Yes - I stopped a potentially religious nutter A-List candidate from doing their thing in my local area and kept it Lib Dem and also got a slightly toned down Tory Government running the country. Best result out of a bad set of circumstances - whether it will work or not is another matter.
 
The choices for the Lib Dems were:

* Let the Tories try to form a minority government. Once DUP's whip and Sinn Fein's absence were taken into account, this left them 8 seats short of an overall majority. We can speculate about what this might mean but I think the Tories could have stumbled on for a while on this basis. Eventually they would have had to call another election though and it's tough to predict what would happen then.

* Work with the Tories. There are pros and cons to this, frankly, and it comes down to whether you think that trying to reach a consensus is to be applauded or scorned. I think that the Liberals and the Tories together is a different proposition to the Tories alone. Although it is not something I welcome, I can recognise the practical reality of the fact that the Tories won this election. In the face of this, I would rather that there is a presence in government that acts against some of their views. Whether the Lib Dems are capable of doing this, I can only wait and see. I doubt it, but I can live in hope. It's going to happen either way.
 
Yes - I stopped a potentially religious nutter A-List candidate from doing their thing in my local area and kept it Lib Dem and also got a slightly toned down Tory Government running the country. Best result out of a bad set of circumstances - whether it will work or not is another matter.

Stroud/Burstow?
 
I have to also bear in mind that if I am serious about favouring PR, it will become the norm for no party to have overall control. This will necessitate different parties working together. So it'd be pretty hypocritical to be totally against the idea now.
 
I have to also bear in mind that if I am serious about favouring PR, it will become the norm for no party to have overall control. This will necessitate different parties working together. So it'd be pretty hypocritical to be totally against the idea now.

This.
 
I have to also bear in mind that if I am serious about favouring PR, it will become the norm for no party to have overall control. This will necessitate different parties working together. So it'd be pretty hypocritical to be totally against the idea now.

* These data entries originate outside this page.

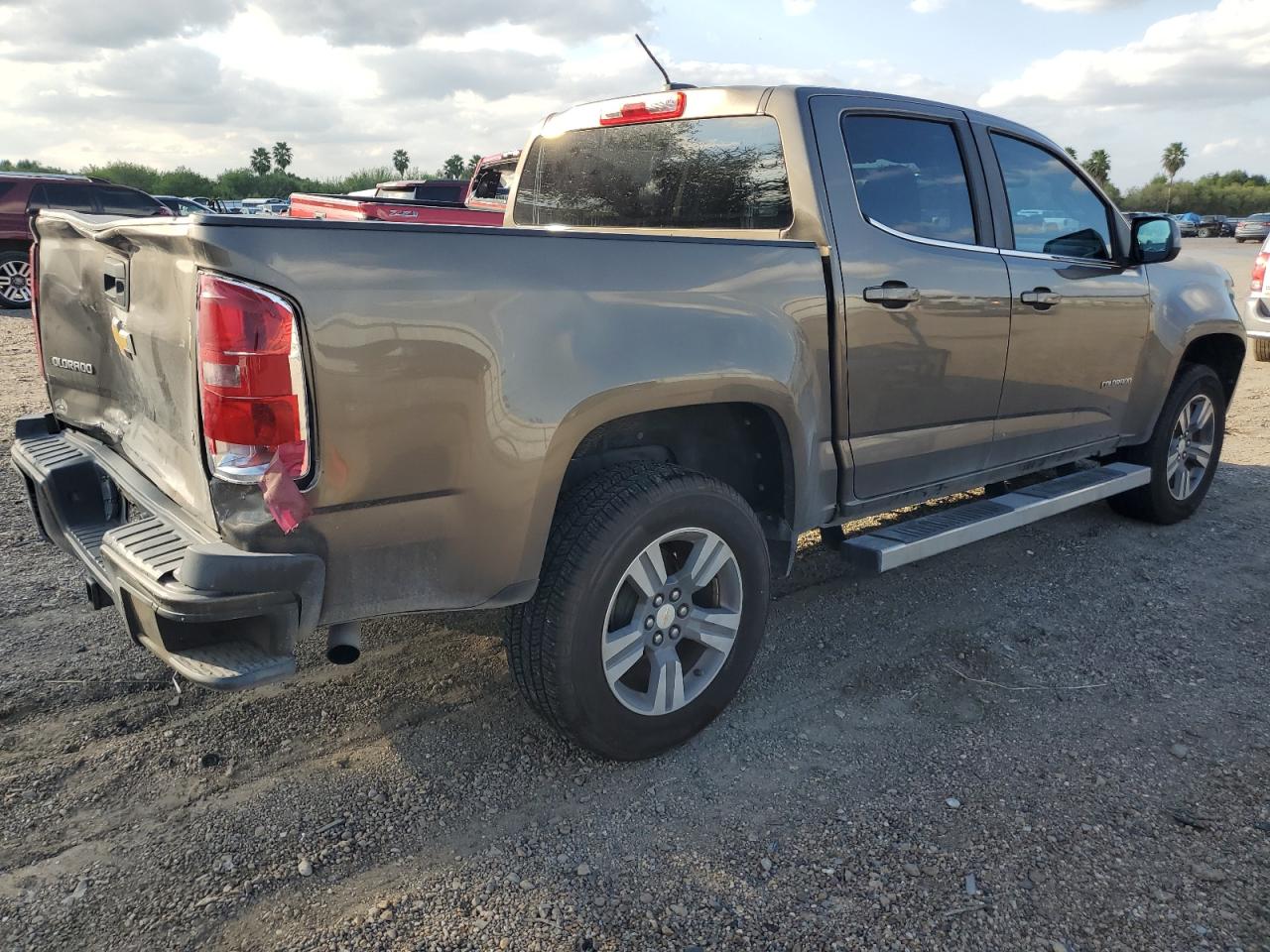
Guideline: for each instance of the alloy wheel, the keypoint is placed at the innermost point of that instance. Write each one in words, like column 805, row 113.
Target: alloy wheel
column 16, row 282
column 1191, row 448
column 672, row 621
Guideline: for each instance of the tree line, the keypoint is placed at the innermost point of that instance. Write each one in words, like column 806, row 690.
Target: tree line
column 267, row 173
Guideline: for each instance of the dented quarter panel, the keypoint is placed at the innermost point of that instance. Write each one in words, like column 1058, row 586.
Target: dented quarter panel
column 141, row 398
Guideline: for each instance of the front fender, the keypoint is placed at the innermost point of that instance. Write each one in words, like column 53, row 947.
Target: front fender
column 1189, row 299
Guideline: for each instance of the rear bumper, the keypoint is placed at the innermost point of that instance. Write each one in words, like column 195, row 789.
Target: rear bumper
column 217, row 615
column 1256, row 316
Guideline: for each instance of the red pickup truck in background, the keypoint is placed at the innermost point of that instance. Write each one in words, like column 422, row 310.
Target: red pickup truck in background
column 483, row 202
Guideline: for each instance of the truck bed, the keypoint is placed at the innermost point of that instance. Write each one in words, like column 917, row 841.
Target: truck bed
column 453, row 372
column 408, row 211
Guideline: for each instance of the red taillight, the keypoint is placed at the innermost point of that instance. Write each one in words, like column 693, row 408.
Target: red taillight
column 1259, row 271
column 648, row 109
column 250, row 376
column 33, row 282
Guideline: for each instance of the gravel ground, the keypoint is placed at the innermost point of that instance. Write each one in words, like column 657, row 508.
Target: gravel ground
column 1058, row 739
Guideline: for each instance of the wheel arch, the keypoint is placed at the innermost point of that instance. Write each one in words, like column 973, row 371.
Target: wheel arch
column 747, row 438
column 1222, row 352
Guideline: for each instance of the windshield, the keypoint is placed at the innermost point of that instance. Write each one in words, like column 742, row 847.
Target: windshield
column 719, row 173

What, it doesn't matter who the parties are as long as they work together? A curiously unpolitical postion.
 
What, it doesn't matter who the parties are as long as they work together? A curiously unpolitical postion.

More that I recognise that 33%+ of the voters disagree with me. Am I to insist that their views are completely disregarded? Whilst this has a certain appeal, it doesn't fit well with my general life philosophy.

I also detest tribal party politics in any case. If I had free reign, political parties would be abolished and you'd have a FPTP system in which you actually had to find out what the person you were voting for really thought about things.
 
Why have elections at all then?

Good question. Right now, it doesn't appear that there is much point at all. Might as well just alternate it every ten years between Labour and the Tories.

I'd like to get to a position where there *is* a point. Where you have a party political system with proportional representation, so that the make-up of the government does genuinely shift and has to represent people according to that shift. Either that or (totally pie in the sky) you have FPTP but you don't have political parties. But that's never, ever going to happen.
 
To keep the Tories out?

Oops.
It didn't work because not enough other people also voted against the Tories. Such as yourself, for example.

If each party had won 200 seats, do you think that the Lib Dems would still have formed a coalition with the Tories and put Cameron in Number 10?